The authorization covers 10 flavors, including mint, coffee, and citrus, in two nicotine strengths. FDA officials said the pouches contain fewer harmful chemicals than cigarettes and smokeless tobacco, reducing risks of cancer and other diseases.

“To receive marketing authorizations, the FDA must have sufficient evidence that the new products offer greater benefits to population health than risks,” Matthew Farrelly, Ph.D., director of the Office of Science in the FDA’s Center for Tobacco Products said.

“In this case, the data show that these nicotine pouch products meet that bar by benefiting adults who use cigarettes and/or smokeless tobacco products and completely switch to these products.”

The FDA made it clear these products are not “FDA-approved” but do present a less-harmful option.

They determined that the specific products receiving marketing authorization met the public health standard legally required by the 2009 Family Smoking Prevention and Tobacco Control Act.

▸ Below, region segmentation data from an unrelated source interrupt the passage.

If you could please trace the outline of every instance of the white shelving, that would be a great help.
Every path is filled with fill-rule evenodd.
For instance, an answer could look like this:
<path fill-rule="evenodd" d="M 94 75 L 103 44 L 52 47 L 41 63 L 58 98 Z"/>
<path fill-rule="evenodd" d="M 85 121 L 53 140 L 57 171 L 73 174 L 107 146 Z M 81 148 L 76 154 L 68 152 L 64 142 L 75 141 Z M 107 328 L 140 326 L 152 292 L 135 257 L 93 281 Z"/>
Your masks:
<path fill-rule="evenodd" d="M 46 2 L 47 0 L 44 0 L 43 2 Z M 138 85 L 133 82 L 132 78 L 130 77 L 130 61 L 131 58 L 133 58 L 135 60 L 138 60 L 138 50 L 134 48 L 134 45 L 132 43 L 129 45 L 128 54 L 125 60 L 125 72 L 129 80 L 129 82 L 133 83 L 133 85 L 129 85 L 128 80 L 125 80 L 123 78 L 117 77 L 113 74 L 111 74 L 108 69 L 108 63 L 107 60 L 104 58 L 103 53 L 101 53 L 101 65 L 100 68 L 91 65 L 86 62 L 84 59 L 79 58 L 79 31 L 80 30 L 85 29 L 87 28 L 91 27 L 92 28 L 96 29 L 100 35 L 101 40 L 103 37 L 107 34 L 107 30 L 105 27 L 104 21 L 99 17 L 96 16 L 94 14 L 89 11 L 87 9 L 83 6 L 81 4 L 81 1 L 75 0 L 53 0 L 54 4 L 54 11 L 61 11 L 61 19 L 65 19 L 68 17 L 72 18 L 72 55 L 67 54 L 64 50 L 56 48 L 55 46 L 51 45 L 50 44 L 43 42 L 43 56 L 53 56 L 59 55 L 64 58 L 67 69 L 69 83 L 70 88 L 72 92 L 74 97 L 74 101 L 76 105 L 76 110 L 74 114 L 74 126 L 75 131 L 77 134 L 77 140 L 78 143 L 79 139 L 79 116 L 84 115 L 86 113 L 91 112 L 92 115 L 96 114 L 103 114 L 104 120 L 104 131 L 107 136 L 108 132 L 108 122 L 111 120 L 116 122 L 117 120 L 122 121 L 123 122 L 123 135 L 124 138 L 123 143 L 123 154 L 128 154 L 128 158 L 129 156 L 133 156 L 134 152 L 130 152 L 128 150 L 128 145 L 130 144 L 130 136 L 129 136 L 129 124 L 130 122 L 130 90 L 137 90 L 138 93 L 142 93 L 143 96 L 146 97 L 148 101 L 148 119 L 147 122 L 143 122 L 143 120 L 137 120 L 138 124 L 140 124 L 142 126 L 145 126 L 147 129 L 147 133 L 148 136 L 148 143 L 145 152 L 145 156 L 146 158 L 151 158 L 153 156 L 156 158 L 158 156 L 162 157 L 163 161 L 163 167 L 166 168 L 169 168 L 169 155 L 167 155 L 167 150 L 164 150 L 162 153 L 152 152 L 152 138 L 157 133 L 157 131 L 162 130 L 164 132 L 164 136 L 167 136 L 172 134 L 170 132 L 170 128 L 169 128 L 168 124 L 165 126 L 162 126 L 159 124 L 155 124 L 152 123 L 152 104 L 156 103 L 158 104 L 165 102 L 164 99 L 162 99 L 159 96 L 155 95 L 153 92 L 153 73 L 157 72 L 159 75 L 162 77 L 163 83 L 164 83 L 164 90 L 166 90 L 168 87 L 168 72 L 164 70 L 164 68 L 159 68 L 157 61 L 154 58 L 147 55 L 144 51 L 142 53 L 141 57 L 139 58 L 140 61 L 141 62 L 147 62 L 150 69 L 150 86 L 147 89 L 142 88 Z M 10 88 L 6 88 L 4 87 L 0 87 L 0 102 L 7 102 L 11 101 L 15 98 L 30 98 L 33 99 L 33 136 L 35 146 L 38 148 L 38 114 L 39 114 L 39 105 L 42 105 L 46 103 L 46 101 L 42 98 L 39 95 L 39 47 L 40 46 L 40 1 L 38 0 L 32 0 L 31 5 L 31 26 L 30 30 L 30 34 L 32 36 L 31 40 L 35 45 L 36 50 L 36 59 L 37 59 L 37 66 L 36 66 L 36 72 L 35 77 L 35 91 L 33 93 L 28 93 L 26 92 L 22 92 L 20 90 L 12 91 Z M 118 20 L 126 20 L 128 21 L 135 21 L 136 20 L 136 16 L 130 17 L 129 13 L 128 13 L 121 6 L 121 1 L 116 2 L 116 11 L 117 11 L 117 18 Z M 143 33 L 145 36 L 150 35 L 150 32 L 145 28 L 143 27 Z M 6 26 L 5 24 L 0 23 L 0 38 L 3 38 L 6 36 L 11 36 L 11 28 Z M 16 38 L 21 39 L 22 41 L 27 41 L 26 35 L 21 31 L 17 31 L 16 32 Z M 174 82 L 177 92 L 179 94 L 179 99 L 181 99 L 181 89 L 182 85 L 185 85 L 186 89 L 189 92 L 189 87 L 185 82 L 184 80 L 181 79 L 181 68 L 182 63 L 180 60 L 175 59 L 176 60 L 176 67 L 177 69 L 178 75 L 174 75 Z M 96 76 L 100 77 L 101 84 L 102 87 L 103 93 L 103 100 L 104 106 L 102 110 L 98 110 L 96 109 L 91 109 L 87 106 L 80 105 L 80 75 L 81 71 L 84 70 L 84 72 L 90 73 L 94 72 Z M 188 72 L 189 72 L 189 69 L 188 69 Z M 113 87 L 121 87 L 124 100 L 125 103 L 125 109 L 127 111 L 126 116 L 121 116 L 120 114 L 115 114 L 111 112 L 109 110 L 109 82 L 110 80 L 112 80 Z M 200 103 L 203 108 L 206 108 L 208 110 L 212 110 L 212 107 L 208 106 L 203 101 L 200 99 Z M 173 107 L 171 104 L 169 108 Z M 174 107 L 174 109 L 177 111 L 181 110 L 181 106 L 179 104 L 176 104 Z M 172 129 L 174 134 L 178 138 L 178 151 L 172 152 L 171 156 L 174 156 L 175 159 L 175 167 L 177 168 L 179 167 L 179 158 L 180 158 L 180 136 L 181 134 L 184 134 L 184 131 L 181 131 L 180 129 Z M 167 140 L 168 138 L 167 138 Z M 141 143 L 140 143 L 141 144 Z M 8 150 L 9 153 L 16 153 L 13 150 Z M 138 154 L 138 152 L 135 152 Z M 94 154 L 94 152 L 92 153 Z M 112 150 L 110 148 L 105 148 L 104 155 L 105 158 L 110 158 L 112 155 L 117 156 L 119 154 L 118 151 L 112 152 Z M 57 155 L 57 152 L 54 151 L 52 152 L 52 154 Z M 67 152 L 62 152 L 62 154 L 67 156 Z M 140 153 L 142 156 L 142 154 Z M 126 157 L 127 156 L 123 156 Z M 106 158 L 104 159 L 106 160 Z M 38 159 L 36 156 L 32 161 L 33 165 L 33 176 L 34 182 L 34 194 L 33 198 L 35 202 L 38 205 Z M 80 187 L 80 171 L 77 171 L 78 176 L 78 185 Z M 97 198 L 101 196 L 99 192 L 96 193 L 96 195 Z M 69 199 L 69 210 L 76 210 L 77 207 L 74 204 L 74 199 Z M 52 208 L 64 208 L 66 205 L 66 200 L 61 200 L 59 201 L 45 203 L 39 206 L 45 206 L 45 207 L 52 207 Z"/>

“An estimated 45 million Americans regularly consume nicotine and about 30 million of them smoke, the most harmful form of nicotine consumption,” said Tom Hayes, president of Swedish Match North America, LLC. “The FDA’s decision recognizes the role that ZYN can play in the protection of the public health by helping people switch from cigarettes and other traditional tobacco products.”

Strict marketing restrictions aim to prevent youth use, and federal data indicate fewer than 2% of U.S. teens currently use nicotine pouches.